Back to all articles

Building a Table of Contents Component for a Phoenix Blog

04 August 2024 5 min read
2 reading now

This article shows how to parse MDEx-generated HTML into a nested data structure that is used to build a table of contents component for a Phoenix blog.

Introduction

In this article, we are going to build a table of contents component that can be used in blogs or other markdown based pages. The table of contents component will display a link to each section of your content that allows users to quickly navigate through the content.

We assume that you have set up a Phoenix project and are using the MDEx markdown parser to render markdown content. We will configure MDEx to include IDs and anchor links for headings in the generated HTML that we can use to build the table of contents component. If you are not using MDEx, you can still follow along, but you will need to make some adjustments to the code to make it work with your markdown parser.

Steps

Configure MDEx

The first step is to configure the MDEx markdown parser to include IDs and anchor links for headings in the generated HTML. By default, MDEx does not include any IDs and or additional anchor links. To enable this feature, we need to set the header_ids option in the extensions keyword list when calling the MDEx.to_html function. This tells the MDEx markdown parser to include IDs and anchor links for headings in the generated HTML.

MDEx.to_html(body, extension: [header_ids: ""])

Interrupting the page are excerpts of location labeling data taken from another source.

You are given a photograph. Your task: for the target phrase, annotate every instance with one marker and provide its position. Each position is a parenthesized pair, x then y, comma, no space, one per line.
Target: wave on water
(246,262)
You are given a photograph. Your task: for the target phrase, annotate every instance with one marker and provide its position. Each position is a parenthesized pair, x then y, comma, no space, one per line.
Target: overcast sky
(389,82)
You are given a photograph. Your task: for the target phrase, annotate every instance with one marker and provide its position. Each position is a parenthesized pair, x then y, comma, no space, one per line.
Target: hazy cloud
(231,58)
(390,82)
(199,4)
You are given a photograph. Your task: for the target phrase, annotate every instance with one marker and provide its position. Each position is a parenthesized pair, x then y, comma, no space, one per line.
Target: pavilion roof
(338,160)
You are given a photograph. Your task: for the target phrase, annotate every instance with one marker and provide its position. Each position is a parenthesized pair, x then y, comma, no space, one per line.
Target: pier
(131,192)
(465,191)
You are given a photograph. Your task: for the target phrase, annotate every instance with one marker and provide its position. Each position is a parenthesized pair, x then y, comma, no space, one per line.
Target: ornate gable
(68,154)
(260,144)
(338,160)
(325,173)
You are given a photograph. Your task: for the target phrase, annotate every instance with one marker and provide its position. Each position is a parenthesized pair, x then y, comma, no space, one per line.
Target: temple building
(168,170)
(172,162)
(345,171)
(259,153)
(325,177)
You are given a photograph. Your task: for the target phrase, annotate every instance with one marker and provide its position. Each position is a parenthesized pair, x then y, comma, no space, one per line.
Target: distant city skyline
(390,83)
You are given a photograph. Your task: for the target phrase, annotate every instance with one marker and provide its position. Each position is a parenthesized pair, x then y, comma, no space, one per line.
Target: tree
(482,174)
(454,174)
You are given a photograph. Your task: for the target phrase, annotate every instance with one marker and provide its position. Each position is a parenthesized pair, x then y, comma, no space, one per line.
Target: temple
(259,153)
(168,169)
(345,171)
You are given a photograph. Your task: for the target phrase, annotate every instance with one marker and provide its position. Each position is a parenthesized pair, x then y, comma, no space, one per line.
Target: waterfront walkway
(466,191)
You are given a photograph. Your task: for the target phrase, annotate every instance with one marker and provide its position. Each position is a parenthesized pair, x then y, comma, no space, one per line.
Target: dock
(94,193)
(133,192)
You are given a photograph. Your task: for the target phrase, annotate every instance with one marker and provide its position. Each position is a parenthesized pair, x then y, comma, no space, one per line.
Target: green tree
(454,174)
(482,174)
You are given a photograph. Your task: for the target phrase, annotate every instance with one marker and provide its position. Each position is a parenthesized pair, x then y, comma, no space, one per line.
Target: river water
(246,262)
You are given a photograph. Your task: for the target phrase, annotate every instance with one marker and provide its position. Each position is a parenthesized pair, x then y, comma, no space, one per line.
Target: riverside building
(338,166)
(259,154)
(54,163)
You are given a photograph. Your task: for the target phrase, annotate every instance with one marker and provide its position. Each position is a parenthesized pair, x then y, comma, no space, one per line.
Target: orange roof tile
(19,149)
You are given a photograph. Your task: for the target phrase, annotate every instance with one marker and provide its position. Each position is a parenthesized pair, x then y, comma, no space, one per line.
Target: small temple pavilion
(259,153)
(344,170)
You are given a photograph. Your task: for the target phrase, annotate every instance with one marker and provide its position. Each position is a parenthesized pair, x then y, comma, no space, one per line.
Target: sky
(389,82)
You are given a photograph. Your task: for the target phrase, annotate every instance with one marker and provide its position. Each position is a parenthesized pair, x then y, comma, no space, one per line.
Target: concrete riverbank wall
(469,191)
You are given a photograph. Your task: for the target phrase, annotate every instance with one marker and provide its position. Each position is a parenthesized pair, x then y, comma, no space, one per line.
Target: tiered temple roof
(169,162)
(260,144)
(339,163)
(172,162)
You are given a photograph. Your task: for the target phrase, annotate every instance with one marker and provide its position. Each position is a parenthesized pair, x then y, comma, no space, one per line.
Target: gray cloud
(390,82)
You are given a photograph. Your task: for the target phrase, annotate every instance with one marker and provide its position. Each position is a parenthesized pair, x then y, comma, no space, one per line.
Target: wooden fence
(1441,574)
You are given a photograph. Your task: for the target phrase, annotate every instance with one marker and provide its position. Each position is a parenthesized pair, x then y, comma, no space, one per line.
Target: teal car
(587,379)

In the code snippet above, we pass an empty string to the header_ids option. The string will be used as a prefix for the generated IDs. We do not necessarily need a prefix, but it can be useful to avoid conflicts with other IDs on the page.

You can see a list of all available extension in the comrak documentation as MDEx uses Rust’s comrak crate under the hood.

We can write a simple test to verify that the generated HTML includes the IDs and anchor links for headings:

use ExUnit.Case

test "MDEx includes IDs and anchor links" do
  assert MDEx.to_html("## Introduction\n", extension: [header_ids: ""]) ==
            "<h2><a href=\"#introduction\" aria-hidden=\"true\" class=\"anchor\" id=\"introduction\"></a>Introduction</h2>\n"
end

As you can see, the generated HTML includes an anchor link with the ID introduction for the heading ## Introduction.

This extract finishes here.